USAID Works to Strengthen Ethiopia’s Pulses, Oilseeds and Spices Sector

The Ethiopian Pulses, Oilseeds and Spices Processors-Exporters Association hosted industry leaders from around the world at the 4th International Conference in Addis Ababa.

Addis Ababa, Ethiopia, November 12, 2014 – The U.S. Government, through the United States Agency for International Development (USAID), joined with the Ethiopian Pulses, Oilseeds and Spices Processors-Exporters Association (EPOSPEA) and other industry leaders and stakeholders as a major sponsor for the Fourth International Pulses, Oilseeds, and Spices conference under the theme, “Global Partnership for Sustainable Market Growth.” Through the conference, EPOSPEA hopes to strengthen and expand existing and new market linkages and outlets so that the sector can optimally contribute to the overall development perspectives of Ethiopia.

The pulses, oilseeds and spices sector is one of the largest components of Ethiopia’s agricultural sector and immensely contributes to the country’s economic growth, second only to that of coffee. Ethiopia produces more than 400,000 metric tons of chickpea annually and is the sixth largest chickpea producer in the world.

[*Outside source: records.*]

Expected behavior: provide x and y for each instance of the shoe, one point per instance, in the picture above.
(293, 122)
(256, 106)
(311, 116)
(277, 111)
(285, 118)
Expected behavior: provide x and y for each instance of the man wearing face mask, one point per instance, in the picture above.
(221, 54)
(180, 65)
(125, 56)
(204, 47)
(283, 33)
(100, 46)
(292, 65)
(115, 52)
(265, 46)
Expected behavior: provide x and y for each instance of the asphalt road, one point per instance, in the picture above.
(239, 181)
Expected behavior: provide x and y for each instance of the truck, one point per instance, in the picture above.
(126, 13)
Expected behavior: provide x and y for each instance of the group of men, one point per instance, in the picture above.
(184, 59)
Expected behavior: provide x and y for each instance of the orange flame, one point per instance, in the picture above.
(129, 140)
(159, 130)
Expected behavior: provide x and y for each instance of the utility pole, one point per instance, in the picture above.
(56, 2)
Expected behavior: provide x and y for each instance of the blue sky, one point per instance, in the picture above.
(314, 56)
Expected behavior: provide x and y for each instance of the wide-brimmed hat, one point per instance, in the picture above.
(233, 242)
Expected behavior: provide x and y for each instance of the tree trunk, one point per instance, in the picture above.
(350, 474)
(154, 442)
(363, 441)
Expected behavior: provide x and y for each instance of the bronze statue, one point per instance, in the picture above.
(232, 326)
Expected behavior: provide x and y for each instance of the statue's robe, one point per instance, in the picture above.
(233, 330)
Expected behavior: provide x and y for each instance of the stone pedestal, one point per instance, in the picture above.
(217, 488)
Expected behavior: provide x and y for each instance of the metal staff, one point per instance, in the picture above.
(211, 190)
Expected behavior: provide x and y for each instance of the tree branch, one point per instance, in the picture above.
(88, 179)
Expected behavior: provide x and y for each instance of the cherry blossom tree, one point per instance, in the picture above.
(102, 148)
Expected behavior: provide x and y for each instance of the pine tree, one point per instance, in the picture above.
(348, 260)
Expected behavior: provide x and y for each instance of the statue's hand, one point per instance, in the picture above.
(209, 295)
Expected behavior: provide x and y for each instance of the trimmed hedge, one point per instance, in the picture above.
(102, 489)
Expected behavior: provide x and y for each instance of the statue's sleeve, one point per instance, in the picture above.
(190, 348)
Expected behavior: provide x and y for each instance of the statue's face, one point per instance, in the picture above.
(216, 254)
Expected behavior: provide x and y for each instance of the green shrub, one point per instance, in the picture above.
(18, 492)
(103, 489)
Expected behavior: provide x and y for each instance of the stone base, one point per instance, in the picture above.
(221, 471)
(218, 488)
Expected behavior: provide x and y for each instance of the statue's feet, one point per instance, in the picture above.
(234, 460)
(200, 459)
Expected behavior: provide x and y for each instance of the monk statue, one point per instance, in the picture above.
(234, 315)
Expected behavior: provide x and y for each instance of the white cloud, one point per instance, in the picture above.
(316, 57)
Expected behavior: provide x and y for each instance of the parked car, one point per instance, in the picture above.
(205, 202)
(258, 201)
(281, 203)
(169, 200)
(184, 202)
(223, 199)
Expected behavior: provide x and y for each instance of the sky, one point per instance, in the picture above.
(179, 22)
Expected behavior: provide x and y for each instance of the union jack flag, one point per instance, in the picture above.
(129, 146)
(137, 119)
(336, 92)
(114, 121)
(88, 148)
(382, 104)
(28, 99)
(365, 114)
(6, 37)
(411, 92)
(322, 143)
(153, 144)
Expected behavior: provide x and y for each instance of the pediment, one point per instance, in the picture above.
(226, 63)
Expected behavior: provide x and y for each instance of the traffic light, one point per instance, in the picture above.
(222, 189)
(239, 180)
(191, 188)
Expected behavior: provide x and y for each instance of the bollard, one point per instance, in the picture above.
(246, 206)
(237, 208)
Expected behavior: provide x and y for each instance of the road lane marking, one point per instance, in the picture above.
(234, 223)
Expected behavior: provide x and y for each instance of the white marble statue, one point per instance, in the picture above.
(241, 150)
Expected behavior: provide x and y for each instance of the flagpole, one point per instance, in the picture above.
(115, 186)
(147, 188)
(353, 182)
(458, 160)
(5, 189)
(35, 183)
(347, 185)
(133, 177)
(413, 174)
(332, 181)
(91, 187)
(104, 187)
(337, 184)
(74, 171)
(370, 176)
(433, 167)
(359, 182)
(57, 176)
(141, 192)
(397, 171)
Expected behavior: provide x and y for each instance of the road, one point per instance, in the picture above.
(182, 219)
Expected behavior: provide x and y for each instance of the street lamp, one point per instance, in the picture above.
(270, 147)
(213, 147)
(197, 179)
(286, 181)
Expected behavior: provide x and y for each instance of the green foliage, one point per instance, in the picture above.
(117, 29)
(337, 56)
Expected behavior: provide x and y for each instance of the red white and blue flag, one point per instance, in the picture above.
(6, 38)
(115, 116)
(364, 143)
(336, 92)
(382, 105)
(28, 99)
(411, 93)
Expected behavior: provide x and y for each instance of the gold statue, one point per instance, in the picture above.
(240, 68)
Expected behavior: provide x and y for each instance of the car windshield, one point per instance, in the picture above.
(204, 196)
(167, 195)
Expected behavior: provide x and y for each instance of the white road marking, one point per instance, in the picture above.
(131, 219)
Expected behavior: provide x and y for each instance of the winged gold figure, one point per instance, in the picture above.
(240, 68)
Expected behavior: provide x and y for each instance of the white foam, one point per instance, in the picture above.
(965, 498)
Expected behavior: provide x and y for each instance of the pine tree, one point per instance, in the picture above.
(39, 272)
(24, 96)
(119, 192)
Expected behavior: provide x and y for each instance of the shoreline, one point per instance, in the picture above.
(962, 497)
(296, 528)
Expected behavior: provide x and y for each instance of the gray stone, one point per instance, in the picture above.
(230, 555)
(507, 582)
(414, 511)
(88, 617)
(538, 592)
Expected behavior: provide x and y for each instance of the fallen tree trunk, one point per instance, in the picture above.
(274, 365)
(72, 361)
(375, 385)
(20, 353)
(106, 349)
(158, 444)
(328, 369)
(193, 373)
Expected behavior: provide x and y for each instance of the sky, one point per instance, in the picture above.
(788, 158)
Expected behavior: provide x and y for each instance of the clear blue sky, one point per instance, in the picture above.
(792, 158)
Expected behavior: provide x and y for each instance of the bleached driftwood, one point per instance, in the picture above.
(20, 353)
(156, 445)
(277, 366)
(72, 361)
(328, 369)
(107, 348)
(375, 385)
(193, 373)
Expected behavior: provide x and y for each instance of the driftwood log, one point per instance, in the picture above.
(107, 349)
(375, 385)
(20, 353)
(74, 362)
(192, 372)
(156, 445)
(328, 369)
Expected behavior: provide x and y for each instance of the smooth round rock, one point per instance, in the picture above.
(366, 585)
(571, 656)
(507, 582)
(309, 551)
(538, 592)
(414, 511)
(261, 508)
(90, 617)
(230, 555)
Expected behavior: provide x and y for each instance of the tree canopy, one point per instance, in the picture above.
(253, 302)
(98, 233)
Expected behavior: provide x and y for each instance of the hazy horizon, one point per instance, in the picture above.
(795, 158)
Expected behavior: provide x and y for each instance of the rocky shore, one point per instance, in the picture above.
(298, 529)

Industry leaders, including Huyton Inc. Group, ACOS SPA, China AGLOOK, Precise Consulting and AST Enterprise, presented new perspectives on business opportunities in the global pulses and oilseeds markets and the Ethiopian agro-processing sector. Conference topics included international trade facilitation, and Ethiopian spice supply and demand outlook.

More than 400 Ethiopian and international importers, exporters, invited guests and government officials from around the world including Ethiopian President Dr. Mulatu Teshome, USAID Mission Director Dennis Weller and Minister of Trade Kebede Chane, attended the conference opening.

“With more than four million Ethiopian smallholder farmers relying on the production of sesame and chickpea for their livelihood, developing these value chains is an important part of our program,” said Weller. “By increasing yields and exports, we are improving livelihoods of smallholder farmers and their families across Ethiopia.”

Developing the sesame and chickpea value chains are an important part of USAID’s Agricultural Growth Program-Agribusiness Market Development, the flagship activity under the U.S. Government’s Feed the Future initiative in Ethiopia.